The associations in the Guinardó neighbourhood have always been strong, and gained momentum in the 1970s. Their activity in the area can be seen in the organisation of the festa major, the main festival, which is a special commission for the neighbourhood's Coordinadora d’Entitats. There are a whole host of events aimed at all sections of the public, like sporting competitions, dances and concerts, as well as activities for older people and kids.
Originally the Guinardó festa major was held on 27th April, the feast day of Mare de Déu de Montserrat. But, for scheduling reasons and the progressive secularisation of society, it was moved to the weekend after 1st May.
Did you know...
One of the capgrossos, the big-headed figures from Horta-Guinardó is dedicated to Antoni Roca, a local activist. It was made by Toni Mujal, an artist from Cardona, and was unveiled in the 1985 festa major.
Bell ringing. On the first day of the festa major, the three parish churches all ring their bells at the same time to signal the start of the celebrations.
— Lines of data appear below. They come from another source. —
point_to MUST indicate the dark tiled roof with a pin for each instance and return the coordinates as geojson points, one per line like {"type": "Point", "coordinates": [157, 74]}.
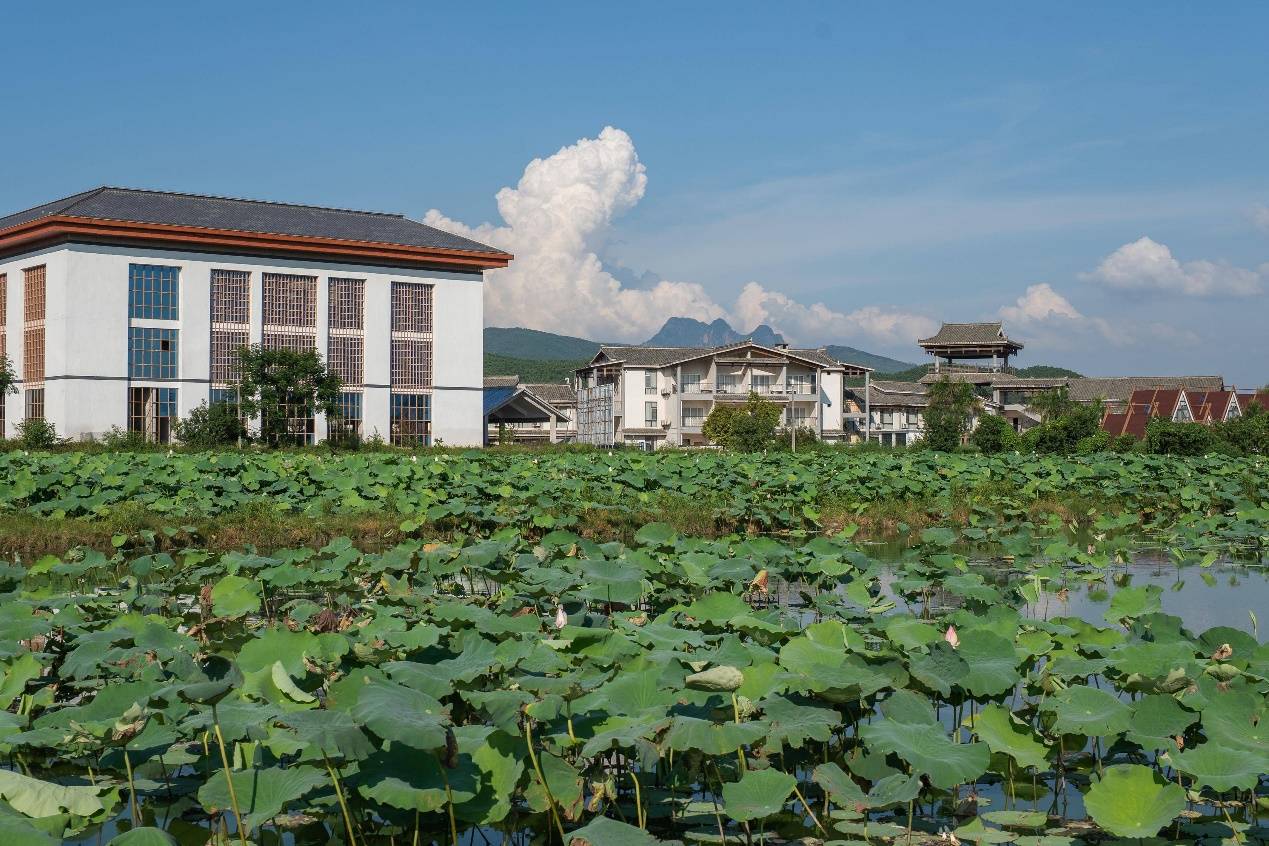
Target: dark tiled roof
{"type": "Point", "coordinates": [246, 216]}
{"type": "Point", "coordinates": [970, 334]}
{"type": "Point", "coordinates": [557, 393]}
{"type": "Point", "coordinates": [659, 357]}
{"type": "Point", "coordinates": [1118, 390]}
{"type": "Point", "coordinates": [909, 395]}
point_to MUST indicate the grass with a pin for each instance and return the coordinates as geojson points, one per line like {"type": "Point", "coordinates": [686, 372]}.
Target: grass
{"type": "Point", "coordinates": [27, 537]}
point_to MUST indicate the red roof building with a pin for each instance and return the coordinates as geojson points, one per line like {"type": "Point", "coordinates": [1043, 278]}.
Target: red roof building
{"type": "Point", "coordinates": [1204, 407]}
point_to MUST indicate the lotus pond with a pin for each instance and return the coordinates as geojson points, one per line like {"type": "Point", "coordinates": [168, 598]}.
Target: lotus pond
{"type": "Point", "coordinates": [1013, 676]}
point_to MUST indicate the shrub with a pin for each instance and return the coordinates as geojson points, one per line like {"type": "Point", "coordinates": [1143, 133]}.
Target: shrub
{"type": "Point", "coordinates": [947, 416]}
{"type": "Point", "coordinates": [122, 440]}
{"type": "Point", "coordinates": [746, 428]}
{"type": "Point", "coordinates": [211, 426]}
{"type": "Point", "coordinates": [992, 435]}
{"type": "Point", "coordinates": [37, 433]}
{"type": "Point", "coordinates": [1168, 438]}
{"type": "Point", "coordinates": [1248, 434]}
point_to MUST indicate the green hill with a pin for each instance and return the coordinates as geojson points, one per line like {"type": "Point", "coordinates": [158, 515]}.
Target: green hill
{"type": "Point", "coordinates": [532, 370]}
{"type": "Point", "coordinates": [533, 345]}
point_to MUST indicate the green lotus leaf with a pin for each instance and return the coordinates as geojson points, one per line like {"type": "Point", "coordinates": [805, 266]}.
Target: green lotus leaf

At the same time the town crier shouts his news in Passeig de Maragall, accompanied by the trabucaires firing off salutes with their blunderbusses.
Festival in the park. On the last day of the festa major, all the festivities move to the Parc del Guinardó. Throughout the day, from 9 am to 9 pm, there are shows in the streets, workshops for kids, havanera singing and community meals. All the day's popular culture activities also start and end here, like the cercavila gegantera, the procession of giants, and the correfoc, the fire run.
Matinades de trabucaires. Early in the morning on the last day of the festival, the Trabucaires d’en Perot Rocaguinarda go out with their blunderbusses and wake up the locals with their rumpus. They want to let everyone know that the big day has arrived and that all the people are invited to take part in the festival.
Cercavila procession. The Guinardó's festival giants, Joan el Portuguès and Marieta de la Font del Cuento, host the cercavila, the procession of festival figures.The little giants of Xarrac, the big-headed capgrossos, and the traditional gralla players with their drummers also all take part. The parade winds it way around the neighbourhood and ends up in the Parc del Guinardó, where festival events take place all day.
Correfoc. The devils' group the Malignes del Guinardó organise the final correfoc, or fire run, which leaves the park to make its way through the neighbourhood's most central streets. The fire and percussion show finishes in a blaze in Plaça Catalana.
Horta-Guinardó's giant represents the bandit Perot Rocaguinarda as legend says he was one of the famous people put up in Mas Guinardó. The figure and his partner, the giant washerwoman of Horta, were both made by the sculptor Xavier Jansana, in 1986.